[Python-Dev] UCS2/UCS4 default

Thu Jul 3 16:46:48 CEST 2008

-On [20080703 15:58], Guido van Rossum (guido at python.org) wrote:
>Your seem to be suggesting that len(u"\U00012345") should return 1 on
>a system that internally uses UTF-16 and hence represents this string
>as a surrogate pair.

>From a Unicode and UTF-16 point of view that makes the most sense. So yes, I
am suggesting that.

>This is not going to happen. You may as well complain to the authors
>of the Java standard about the corresponding problem there.

Why would I need to complain to them? They already fixed it since 1.5.0.

Java 1.5.0's release notes
(http://java.sun.com/developer/technicalArticles/releases/j2se15/):

Supplementary Character Support

32-bit supplementary character support has been carefully added to the
platform as part of the transition to Unicode 4.0 support. Supplementary
characters are encoded as a special pair of UTF16 values to generate a
different character, or codepoint. A surrogate pair is a combination of a
high UTF16 value and a following low UTF16 value. The high and low values
are from a special range of UTF16 values.
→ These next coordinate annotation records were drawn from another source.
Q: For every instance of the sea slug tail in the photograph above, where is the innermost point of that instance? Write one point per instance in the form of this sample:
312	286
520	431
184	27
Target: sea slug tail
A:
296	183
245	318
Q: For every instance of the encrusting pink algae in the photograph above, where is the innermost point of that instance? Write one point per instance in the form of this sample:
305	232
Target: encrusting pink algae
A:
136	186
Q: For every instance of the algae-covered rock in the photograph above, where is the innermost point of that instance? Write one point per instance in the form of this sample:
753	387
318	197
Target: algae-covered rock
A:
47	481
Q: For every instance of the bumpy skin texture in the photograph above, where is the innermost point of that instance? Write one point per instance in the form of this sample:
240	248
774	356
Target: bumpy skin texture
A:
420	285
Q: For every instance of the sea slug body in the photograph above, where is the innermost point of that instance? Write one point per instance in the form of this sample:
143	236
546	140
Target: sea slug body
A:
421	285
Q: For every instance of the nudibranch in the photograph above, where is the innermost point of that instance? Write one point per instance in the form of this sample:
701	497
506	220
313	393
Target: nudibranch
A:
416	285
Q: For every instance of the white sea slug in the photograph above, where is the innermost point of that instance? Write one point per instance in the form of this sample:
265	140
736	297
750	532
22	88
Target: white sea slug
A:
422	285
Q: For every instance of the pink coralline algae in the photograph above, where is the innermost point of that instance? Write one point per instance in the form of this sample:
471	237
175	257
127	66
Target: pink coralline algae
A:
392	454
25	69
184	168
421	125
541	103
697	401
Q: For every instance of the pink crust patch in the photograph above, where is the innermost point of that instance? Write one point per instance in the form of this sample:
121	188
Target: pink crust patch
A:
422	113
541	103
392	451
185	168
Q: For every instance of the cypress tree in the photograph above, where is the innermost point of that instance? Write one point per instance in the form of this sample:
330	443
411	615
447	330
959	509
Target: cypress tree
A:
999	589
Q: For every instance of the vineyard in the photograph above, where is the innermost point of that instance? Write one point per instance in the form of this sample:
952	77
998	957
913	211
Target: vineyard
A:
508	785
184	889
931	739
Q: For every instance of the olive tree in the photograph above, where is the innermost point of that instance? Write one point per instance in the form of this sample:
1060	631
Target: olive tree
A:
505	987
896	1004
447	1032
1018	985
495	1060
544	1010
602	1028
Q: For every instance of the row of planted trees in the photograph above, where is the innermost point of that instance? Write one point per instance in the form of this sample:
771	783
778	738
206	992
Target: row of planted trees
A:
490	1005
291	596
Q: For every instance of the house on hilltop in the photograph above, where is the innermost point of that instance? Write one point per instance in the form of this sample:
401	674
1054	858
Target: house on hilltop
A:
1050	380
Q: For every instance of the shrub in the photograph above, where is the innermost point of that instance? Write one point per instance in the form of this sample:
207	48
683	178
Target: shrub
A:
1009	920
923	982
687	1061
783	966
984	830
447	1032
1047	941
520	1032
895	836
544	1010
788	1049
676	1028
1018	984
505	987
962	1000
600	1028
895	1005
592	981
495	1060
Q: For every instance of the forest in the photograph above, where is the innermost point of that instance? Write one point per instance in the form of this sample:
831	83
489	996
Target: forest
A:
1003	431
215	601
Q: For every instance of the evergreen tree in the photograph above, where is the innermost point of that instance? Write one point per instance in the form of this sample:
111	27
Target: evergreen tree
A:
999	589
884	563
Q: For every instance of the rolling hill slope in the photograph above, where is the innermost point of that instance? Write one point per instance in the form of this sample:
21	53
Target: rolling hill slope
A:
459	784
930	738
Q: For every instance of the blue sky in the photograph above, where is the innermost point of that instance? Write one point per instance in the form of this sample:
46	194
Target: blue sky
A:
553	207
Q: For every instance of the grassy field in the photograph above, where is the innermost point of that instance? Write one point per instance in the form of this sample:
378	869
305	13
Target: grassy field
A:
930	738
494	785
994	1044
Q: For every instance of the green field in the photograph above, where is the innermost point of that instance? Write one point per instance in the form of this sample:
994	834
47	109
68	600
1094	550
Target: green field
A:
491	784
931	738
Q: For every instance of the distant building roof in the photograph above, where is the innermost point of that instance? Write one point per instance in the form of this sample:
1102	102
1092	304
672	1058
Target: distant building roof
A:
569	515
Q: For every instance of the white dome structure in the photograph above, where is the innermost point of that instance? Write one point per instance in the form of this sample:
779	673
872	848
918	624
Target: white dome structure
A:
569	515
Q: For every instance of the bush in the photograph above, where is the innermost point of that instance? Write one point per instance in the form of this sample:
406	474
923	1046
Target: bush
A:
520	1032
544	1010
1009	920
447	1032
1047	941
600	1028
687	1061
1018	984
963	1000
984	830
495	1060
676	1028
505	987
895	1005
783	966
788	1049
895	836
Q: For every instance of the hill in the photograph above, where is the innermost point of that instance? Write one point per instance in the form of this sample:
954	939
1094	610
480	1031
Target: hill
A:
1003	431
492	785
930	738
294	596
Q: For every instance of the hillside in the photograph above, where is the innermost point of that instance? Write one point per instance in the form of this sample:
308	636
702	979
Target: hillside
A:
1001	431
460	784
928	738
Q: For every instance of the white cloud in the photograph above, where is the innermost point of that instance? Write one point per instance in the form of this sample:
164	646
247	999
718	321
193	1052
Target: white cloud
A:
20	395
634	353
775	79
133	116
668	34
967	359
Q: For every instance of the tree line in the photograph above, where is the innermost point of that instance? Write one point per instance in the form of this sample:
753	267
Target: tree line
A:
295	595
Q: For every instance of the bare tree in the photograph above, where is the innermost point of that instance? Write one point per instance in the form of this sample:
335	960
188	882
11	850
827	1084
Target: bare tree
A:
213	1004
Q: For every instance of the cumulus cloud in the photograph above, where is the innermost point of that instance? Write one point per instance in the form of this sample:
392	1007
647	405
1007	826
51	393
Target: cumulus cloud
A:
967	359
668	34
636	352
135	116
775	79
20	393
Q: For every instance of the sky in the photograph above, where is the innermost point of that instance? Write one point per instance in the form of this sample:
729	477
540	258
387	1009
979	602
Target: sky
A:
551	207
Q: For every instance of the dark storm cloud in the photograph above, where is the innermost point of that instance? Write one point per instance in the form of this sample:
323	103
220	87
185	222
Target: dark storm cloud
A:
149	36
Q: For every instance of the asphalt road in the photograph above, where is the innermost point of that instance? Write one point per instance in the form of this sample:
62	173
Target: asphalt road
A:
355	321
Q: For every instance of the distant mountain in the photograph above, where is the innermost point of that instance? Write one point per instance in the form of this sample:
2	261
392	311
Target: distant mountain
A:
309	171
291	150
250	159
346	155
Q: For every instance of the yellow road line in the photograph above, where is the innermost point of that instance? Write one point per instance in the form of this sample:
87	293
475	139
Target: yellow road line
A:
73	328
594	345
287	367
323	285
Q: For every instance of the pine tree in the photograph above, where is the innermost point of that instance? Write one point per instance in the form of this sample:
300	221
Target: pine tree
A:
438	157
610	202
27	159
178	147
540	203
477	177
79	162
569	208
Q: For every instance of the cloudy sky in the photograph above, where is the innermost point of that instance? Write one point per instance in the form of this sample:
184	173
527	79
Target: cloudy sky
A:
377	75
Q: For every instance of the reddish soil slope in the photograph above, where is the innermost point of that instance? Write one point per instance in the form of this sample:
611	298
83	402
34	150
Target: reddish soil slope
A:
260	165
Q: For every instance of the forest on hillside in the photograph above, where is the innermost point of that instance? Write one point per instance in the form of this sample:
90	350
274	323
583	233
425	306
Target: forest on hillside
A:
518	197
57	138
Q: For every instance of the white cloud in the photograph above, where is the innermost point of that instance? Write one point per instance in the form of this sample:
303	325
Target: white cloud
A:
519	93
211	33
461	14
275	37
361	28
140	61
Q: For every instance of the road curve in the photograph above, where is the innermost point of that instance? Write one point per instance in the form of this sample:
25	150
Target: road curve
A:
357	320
In general, when using a String or sequence of characters, the core API
libraries will transparently handle the new supplementary characters for
you.

See also http://java.sun.com/j2se/1.5.0/docs/api/java/lang/Character.html

The methods that accept an int value support all Unicode characters,
including supplementary characters. For example, Character.isLetter(0x2F81A)
returns true because the code point value represents a letter (a CJK
ideograph).

-- 
Jeroen Ruigrok van der Werven <asmodai(-at-)in-nomine.org> / asmodai
イェルーン ラウフロック ヴァン デル ウェルヴェン
http://www.in-nomine.org/ | http://www.rangaku.org/ | GPG: 2EAC625B
Life can only be understood backwards, but it must be lived forwards...